Attention WORD patrons, some definitions below are FYI in the event you become aware of and may want to decipher testy bickering by some film critics about the essence of SHAPELESS, that they were peeved that marketing and publicity information made references that SHAPELESS was a horror movie with a monster but there was no monster in the movie, therefore, SHAPELESS, as they whined, wasn’t a horror movie; or it was a horror movie that didn’t live up to its promises.
– Bulimia (boo-LEE-me-uh) nervosa, AKA bulimia, is a potentially life-threatening eating disorder. Bulimic sufferers are preoccupied with their weight and body shape.
– Oneiroid syndrome (OS), according to a medical journal, is a condition involving dream-like disturbances of one’s consciousness by vivid scenic hallucinations, accompanied by catatonic symptoms (catatonic stupor or excitement), delusions, or psychopathological experiences of a kaleidoscopic nature. The dream-like experiences are vivid enough to seem real to a patient.
Director Samantha Aldana has been into telling stories containing magic, lore, and otherworldliness since she started putting her stories on screen when she was 12 years old. {Please notice that otherworldliness is underlined.} Her work is influenced by the storytelling traditions of her multicultural upbringing in the American South and the Caribbean. Because of SHAPELESS, she was selected as a 2020 fellow of the IFP Narrative Lab to premiere at the 2021 Tribeca Film Festival.

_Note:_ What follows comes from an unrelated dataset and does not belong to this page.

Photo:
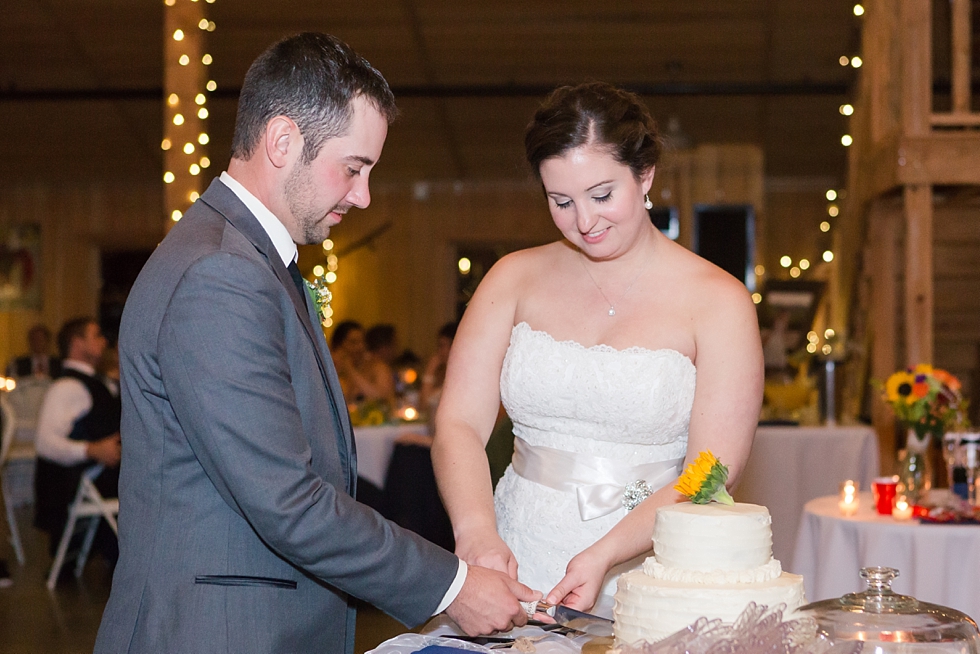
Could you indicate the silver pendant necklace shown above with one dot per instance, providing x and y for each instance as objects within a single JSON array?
[{"x": 612, "y": 308}]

Aldana is an alum of the NBC/Universal Diversity TV Director Program where she shadowed director Salli Richardson-Whitfield on SYFY’s The Magicians and Marvel’s Agents of S.H.I.E.L.D. Samantha is the recipient of the Belize Film Commissioner’s Emerging Storyteller Feature Film Award for her in-development feature LITTLE LYING LOUD. This film was also selected to participate in the Tribeca Film Institute Network and the Emerging Voices Program at the New Orleans Film Fest
Matt Barone for Tribeca Film Fest
Horror, Drama – Tribeca’s Midnight Section – The best in horror, sci-fi, and cult cinema for the late-night crowd].

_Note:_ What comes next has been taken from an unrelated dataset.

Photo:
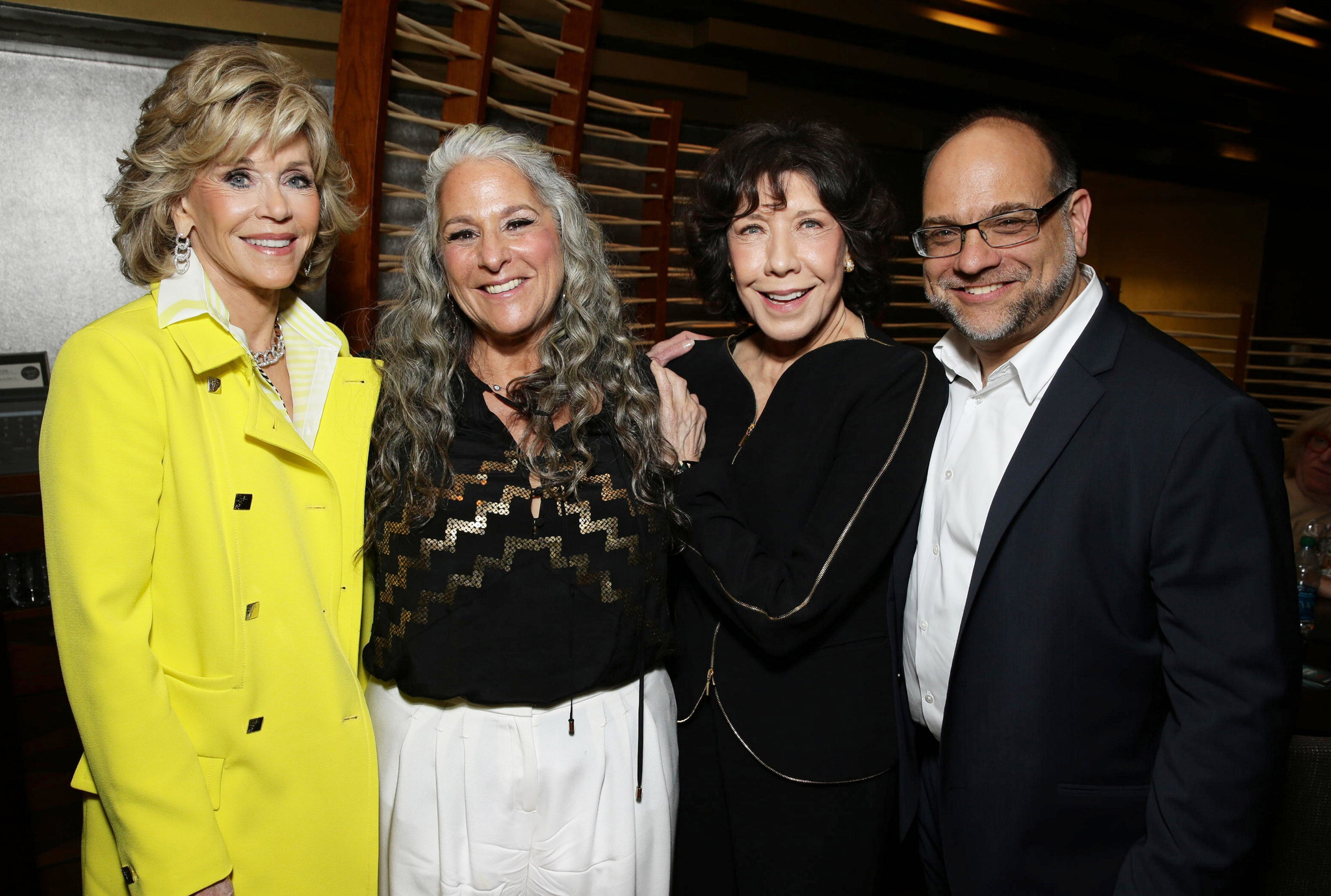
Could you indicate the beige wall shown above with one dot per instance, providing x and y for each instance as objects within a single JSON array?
[{"x": 1178, "y": 248}]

The world’s a stage for Ivy. There just aren’t many people seated in front of it. Struggling to establish herself as a singer, she collects humble checks while bouncing around various New Orleans lounges and bars and crooning with her silky-smooth voice for minimal amounts of liquor-sipping patrons. But those meager paydays aren’t Ivy’s toughest battle. That’s reserved for when she’s home alone, which is when her physical insecurities overwhelm her and she succumbs to a debilitating eating disorder. Keeping her battles a secret. Ivy is now transforming into something nightmarish. And it may be too late to reverse course.
SHAPELESS, a remarkably confident and unique genre work, marks the head-turning arrival of first-time feature filmmaker Samantha Aldana, as well as her close collaborator Kelly Murtagh, who wrote the script, produced and stars in the film. Pulling from deeply personal places, they’ve delivered an achingly intimate character study that doubles as a haunting, body-horror-minded examination of women’s body issues unlike anything the horror genre has seen before. — Matt Barone of Tribeca.
[Yo, Matt, from Gregg W. Morris, it’s otherworldly, not horror. And what is plumbing from personal places?]